In 2005, CHIKV infection, which typically manifests as fever, joint pain, rash, and polyarthralgia, emerged on islands in the Indian Ocean. During the next 10 years, CHIKV (family Togaviridae, genus Alphavivirus) caused several outbreaks in the Indian subcontinent, Asia, and Central Africa, and autochthonous transmission was reported in Europe (2). In 2011, CHIKV appeared for the first time in the Pacific region; 2 years later, it had expanded throughout the region (3). At the end of 2013, CHIKV emerged in the Caribbean and subsequently spread to the continental Americas, resulting in 1,726,539 suspected and 60,746 laboratory-confirmed CHIKV infections in the region as of December 18, 2015 (http://www.paho.org/hq/index.php?option=com_docman&task=doc_download&Itemid=&gid=30198&lang=en).

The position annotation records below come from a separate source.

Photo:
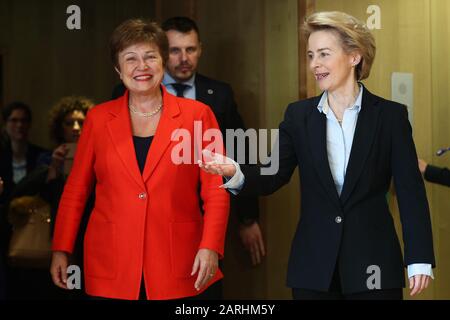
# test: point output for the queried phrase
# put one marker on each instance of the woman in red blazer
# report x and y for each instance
(147, 229)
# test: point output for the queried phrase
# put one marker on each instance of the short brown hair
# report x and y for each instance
(134, 31)
(354, 36)
(61, 109)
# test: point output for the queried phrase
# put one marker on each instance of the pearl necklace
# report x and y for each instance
(144, 114)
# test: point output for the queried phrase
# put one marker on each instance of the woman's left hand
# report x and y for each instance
(418, 283)
(206, 263)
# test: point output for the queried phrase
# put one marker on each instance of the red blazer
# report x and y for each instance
(149, 224)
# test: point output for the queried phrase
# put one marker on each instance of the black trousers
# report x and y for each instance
(335, 293)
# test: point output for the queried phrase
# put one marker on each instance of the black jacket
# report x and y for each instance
(355, 230)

In 2007, Zika virus (family Flaviviridae, genus Flavivirus), which typically manifests as fever, joint pain, rash, and conjunctivitis, emerged for the first time outside Africa and Asia, in Yap State in Micronesia. Six years later, the virus caused a large outbreak in French Polynesia and then spread to other Pacific islands (3). In May 2015, autochthonous cases of Zika virus infection were confirmed in Brazil. By the end of the year, Brazil had declared an outbreak, and the virus had spread to several neighboring countries (http://www.paho.org/hq/index.php?option=com_docman&task=doc_download&Itemid=&gid=30198&lang=en).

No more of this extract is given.